Flashing the Firmware

Install QMK toolbox.

QMK Toolbox

Under "Local File" navigate to your newly created .hex file. Under "Microcontroller", select the corresponding one for your controller board (common ones available here).

Plug in your keyboard and press the reset button (or short the Reset and Ground pins if there is no button) and click the "Flash" button in QMK toolbox.

Testing Your Firmware

Use a website such as keyboard tester/keyboard checker or just open a text editor and try typing - you should get the characters that you put into your keymap. Test each key, and make a note of the ones that aren't working. Here's a quick trouble-shooting guide for non-working keys:

  1. Flip the keyboard back over and short the keyswitch's contacts with a piece wire - this will eliminate the possibility of the keyswitch being bad and needing to be replaced.

  2. Check the solder points on the keyswitch - these need to be plump and whole. If you touch it with a moderate amount of force and it comes apart, it's not strong enough.

  3. Check the solder joints on the diode - if the diode is loose, part of your row may register, while the other may not.

  4. Check the solder joints on the columns - if your column wiring is loose, part or all of the column may not work.

  5. Check the solder joints on both sides of the wires going to/from the Teensy - the wires need to be fully soldered and connect to both sides.

  6. Check the <project_name>.h file for errors and incorrectly placed KC_NOs - if you're unsure where they should be, instead duplicate a kxy variable.
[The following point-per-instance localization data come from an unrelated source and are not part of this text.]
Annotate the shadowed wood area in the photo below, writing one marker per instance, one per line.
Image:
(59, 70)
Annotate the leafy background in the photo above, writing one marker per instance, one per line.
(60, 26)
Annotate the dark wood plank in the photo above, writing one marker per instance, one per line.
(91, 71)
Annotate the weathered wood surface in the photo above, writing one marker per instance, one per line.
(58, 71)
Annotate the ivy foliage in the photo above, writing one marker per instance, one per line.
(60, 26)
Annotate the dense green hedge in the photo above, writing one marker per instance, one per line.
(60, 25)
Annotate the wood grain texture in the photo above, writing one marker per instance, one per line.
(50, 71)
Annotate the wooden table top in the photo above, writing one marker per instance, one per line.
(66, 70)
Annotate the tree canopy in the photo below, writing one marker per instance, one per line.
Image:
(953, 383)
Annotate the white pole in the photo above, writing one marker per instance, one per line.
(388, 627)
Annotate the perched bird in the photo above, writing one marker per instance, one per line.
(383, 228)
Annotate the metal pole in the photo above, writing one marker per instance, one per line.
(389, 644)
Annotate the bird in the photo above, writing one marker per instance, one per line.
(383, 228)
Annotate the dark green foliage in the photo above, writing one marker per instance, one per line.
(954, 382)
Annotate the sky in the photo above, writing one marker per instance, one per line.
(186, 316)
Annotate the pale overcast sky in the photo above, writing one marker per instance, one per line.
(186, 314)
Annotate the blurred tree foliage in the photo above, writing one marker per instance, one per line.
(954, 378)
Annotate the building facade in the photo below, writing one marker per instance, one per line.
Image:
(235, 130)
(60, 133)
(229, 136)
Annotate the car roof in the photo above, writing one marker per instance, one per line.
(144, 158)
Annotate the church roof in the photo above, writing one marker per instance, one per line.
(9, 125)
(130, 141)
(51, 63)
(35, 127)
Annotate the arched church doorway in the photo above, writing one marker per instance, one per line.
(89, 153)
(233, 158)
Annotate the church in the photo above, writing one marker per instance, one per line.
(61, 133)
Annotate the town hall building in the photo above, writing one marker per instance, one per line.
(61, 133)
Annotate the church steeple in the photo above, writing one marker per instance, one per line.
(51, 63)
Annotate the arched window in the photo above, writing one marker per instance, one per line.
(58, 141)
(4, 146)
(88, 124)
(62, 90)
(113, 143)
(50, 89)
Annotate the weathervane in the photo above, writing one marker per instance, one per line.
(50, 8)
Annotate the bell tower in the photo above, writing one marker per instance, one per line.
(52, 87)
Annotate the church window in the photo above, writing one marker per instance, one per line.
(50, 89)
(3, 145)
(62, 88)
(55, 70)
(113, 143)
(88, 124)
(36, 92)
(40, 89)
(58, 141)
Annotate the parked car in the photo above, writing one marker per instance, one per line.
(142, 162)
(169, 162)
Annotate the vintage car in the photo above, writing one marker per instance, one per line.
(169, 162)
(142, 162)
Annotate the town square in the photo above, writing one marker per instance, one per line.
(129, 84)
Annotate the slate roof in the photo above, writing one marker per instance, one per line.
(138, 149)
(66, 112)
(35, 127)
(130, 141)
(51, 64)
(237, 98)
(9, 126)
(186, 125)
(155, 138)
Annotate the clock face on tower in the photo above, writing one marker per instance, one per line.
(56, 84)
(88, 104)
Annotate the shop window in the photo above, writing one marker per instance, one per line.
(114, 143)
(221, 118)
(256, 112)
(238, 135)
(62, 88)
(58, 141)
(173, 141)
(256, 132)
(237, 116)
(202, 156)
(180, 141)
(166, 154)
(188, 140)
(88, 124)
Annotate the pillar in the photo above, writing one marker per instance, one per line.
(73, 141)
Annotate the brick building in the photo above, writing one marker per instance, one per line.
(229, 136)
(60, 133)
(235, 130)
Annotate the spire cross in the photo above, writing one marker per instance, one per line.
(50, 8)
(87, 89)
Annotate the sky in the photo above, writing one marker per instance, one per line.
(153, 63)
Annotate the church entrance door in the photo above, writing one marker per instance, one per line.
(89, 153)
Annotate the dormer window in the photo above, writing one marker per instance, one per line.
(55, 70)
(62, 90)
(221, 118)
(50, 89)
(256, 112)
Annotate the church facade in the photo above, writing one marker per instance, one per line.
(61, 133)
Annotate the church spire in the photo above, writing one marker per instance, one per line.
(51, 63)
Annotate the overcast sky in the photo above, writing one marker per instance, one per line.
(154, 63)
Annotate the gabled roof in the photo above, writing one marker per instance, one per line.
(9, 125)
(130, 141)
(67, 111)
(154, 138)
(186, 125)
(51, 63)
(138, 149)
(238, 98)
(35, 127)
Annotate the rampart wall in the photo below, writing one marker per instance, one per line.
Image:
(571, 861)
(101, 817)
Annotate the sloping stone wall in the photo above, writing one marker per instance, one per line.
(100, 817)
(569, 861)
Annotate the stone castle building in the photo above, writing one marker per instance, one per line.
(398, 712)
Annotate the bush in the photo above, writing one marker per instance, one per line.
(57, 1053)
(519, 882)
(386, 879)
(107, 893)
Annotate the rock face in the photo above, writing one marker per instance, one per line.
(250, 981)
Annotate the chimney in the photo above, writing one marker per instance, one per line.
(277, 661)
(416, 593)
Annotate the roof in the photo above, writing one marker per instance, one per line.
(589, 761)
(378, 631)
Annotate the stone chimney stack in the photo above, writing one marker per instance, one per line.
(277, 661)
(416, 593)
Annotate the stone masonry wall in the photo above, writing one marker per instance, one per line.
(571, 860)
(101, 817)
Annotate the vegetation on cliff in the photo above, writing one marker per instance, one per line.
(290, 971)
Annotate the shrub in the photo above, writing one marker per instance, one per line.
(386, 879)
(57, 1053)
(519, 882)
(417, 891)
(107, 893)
  7. Check to make sure you actually compiled the firmware and flashed the Teensy correctly. Unless you got error messages in the terminal, or a pop-up during flashing, you probably did everything correctly.

  8. Use a multimeter to check that the switch is actually closing when actuated (completing the circuit when pressed down).

If you've done all of these things, keep in mind that sometimes you might have had multiple things affecting the keyswitch, so it doesn't hurt to test the keyswitch by shorting it out at the end.

Finishing up

Once you have confirmed that the keyboard is working, if you have used a seperate (non handwire specific) controller you will want to secure it in place. This can be done in many different ways e.g. hot glue, double sided sticky tape, 3D printed caddy, electrical tape.

If you found this fullfilling you could experiment by adding additional features such as in switch LEDs, in switch RGB, RGB underglow or even an OLED display!

There are a lot of possibilities inside the firmware - explore docs.qmk.fm for a full feature list, and dive into the different keyboards to see how people use all of them. You can always stop by the OLKB subreddit or QMK Discord for help!